The paper addresses the challenge of balancing the ease of data generation with the bias of model-generated data. The authors show that an empirical estimate of model generalization can be incorporated into the analysis to justify model usage. They demonstrate that a simple procedure of using short model-generated rollouts branched from real data has the benefits of more complicated model-based algorithms without the usual pitfalls. This approach surpasses the sample efficiency of prior model-based methods, matches the asymptotic performance of the best model-free algorithms, and scales to horizons that cause other model-based methods to fail entirely.

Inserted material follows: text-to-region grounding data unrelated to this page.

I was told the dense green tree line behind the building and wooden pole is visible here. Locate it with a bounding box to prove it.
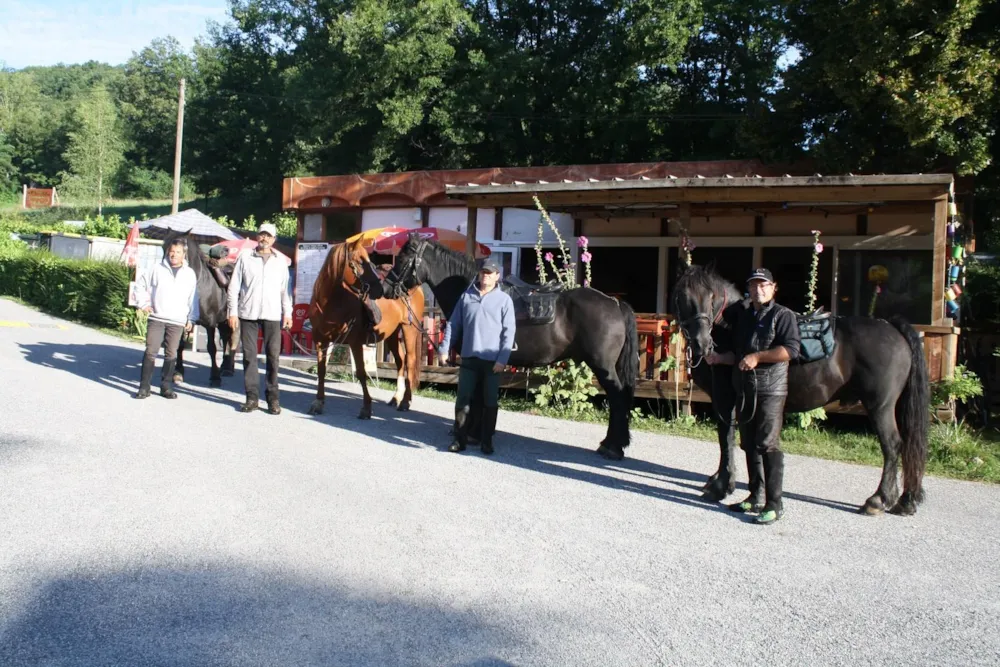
[0,0,1000,237]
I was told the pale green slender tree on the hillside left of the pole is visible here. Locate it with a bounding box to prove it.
[63,87,124,215]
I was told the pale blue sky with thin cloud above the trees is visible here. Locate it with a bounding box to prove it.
[0,0,228,69]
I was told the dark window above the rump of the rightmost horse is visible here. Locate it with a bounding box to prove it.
[837,250,934,324]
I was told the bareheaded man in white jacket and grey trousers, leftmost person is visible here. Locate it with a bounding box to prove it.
[134,239,198,398]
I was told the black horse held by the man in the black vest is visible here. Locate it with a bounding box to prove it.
[672,266,930,514]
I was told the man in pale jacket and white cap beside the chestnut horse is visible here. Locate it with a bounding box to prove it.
[228,223,292,415]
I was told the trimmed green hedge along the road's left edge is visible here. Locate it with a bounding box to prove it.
[0,250,131,329]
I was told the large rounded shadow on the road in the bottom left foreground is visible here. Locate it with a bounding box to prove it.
[0,568,524,667]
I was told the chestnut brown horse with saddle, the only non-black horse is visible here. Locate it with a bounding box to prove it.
[309,241,424,419]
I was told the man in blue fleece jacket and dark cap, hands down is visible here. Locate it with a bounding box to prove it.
[438,259,515,454]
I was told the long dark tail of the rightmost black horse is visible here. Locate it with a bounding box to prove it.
[890,317,931,503]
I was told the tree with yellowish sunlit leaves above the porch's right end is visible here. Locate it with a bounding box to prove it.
[778,0,1000,174]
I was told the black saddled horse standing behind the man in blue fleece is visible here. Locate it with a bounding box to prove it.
[387,234,639,460]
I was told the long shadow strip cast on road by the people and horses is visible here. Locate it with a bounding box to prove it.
[13,343,855,518]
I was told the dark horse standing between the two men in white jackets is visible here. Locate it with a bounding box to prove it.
[163,233,238,387]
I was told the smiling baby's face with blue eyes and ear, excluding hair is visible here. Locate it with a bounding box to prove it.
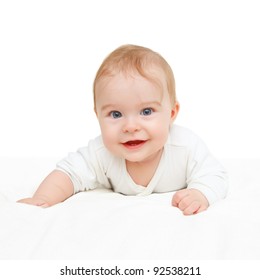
[96,71,178,162]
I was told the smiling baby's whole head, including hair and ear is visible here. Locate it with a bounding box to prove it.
[94,45,179,162]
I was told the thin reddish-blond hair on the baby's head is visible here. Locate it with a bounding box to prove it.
[93,45,176,107]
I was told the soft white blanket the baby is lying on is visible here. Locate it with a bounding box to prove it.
[0,158,260,260]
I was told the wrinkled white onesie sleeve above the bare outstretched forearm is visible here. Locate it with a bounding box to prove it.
[56,137,109,193]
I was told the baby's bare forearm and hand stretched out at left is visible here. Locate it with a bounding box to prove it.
[18,170,73,207]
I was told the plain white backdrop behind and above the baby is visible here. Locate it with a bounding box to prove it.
[0,0,260,158]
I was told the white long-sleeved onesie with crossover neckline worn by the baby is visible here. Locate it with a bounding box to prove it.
[57,125,228,204]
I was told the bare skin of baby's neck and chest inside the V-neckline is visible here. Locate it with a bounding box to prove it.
[126,149,163,187]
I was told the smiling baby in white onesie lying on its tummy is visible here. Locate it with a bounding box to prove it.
[19,45,227,215]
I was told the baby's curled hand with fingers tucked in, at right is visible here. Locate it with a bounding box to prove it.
[172,189,209,215]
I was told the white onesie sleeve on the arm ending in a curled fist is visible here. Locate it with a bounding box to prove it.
[187,135,228,204]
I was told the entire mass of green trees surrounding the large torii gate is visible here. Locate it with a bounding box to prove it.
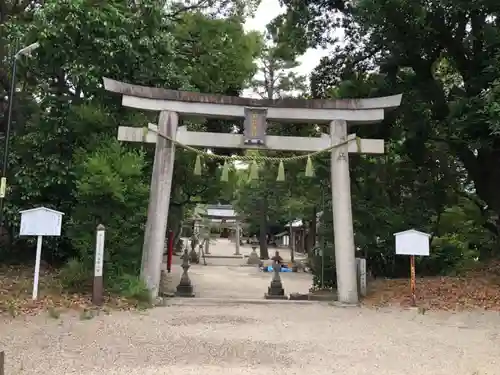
[0,0,500,296]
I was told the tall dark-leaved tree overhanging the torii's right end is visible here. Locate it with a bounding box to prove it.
[275,0,500,241]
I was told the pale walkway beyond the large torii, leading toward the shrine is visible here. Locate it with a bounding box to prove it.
[170,239,312,299]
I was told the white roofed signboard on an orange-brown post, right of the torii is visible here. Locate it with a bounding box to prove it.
[394,229,431,306]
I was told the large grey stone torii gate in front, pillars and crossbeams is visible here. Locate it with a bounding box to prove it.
[104,78,402,304]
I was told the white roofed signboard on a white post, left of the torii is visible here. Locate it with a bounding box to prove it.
[19,207,64,301]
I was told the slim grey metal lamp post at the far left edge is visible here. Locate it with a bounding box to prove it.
[0,42,40,227]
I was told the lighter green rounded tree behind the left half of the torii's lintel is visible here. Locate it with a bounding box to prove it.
[169,13,261,238]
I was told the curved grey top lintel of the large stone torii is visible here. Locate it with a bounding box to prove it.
[103,78,402,123]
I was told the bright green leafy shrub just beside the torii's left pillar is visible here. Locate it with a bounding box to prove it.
[68,138,150,287]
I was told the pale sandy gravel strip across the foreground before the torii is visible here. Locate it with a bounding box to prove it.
[0,300,500,375]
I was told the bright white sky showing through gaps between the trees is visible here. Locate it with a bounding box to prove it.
[243,0,328,97]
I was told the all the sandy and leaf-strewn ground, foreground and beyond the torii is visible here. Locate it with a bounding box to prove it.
[0,242,500,375]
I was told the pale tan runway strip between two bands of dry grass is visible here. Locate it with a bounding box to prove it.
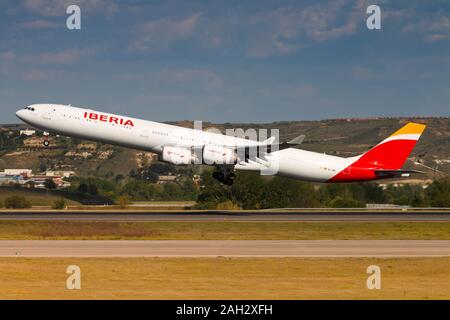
[0,240,450,258]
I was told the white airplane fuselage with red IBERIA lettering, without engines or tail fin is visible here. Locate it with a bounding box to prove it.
[16,104,426,182]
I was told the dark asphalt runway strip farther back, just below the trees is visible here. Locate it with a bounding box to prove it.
[0,210,450,222]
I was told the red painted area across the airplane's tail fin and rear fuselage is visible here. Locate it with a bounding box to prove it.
[328,140,417,182]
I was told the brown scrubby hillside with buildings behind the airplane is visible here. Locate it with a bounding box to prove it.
[0,118,450,178]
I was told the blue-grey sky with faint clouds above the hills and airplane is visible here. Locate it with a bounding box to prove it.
[0,0,450,123]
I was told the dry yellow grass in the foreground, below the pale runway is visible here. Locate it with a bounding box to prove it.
[0,258,450,299]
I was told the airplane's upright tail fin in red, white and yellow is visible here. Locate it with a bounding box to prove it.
[352,122,426,170]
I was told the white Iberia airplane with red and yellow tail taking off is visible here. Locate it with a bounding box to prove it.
[16,104,426,185]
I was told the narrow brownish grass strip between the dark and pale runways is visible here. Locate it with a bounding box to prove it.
[0,221,450,240]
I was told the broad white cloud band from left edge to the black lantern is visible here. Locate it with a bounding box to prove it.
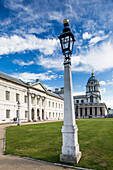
[0,35,59,55]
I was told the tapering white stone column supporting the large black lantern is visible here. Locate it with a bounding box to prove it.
[60,61,81,163]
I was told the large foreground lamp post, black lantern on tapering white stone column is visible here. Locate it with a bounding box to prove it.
[58,19,81,163]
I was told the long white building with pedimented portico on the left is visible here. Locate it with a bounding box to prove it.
[0,72,64,123]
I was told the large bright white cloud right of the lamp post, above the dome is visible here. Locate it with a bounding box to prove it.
[72,41,113,72]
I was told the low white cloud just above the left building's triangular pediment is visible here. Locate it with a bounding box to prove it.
[12,72,57,82]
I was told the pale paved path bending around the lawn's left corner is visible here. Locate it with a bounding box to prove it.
[0,121,80,170]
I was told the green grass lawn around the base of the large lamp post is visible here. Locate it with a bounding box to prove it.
[5,119,113,170]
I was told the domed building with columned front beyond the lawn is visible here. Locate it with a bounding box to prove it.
[74,71,107,118]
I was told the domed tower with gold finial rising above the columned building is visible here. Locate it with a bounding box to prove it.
[86,70,101,103]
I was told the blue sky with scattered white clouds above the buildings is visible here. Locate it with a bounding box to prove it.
[0,0,113,108]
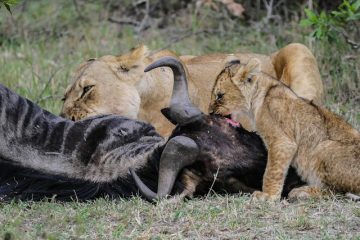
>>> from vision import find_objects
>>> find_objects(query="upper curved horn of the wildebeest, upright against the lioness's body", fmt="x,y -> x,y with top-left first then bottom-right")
144,57 -> 202,125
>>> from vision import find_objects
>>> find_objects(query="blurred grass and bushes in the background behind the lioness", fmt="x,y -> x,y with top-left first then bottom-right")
0,0 -> 360,124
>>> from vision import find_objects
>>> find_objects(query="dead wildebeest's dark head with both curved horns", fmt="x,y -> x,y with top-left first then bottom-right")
130,57 -> 304,200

The authors also show that MBPO does not suffer from the same pitfalls as prior model-based approaches, avoiding model exploitation and failure on long-horizon tasks. They empirically investigate different strategies for model usage, supporting the conclusion that careful use of short model-based rollouts provides the most benefit to a reinforcement learning algorithm.
The paper also discusses related work in model-based reinforcement learning, including Gaussian processes, time-varying linear dynamical systems, and neural network predictive models. The authors compare their approach to other model-based and model-free methods, showing that MBPO performs well on benchmark reinforcement learning tasks. They find that MBPO learns substantially faster than prior model-free methods, while attaining comparable final performance. For example, MBPO's performance on the Ant task at 300 thousand steps is the same as that of SAC at 3 million steps. On Hopper and Walker2d, MBPO requires the equivalent of 14 and 40 minutes, respectively, of simulation time if the simulator were running in real time. More crucially, MBPO learns on some of the higher-dimensional tasks, such as Ant, which pose problems for purely model-based approaches such as PETS.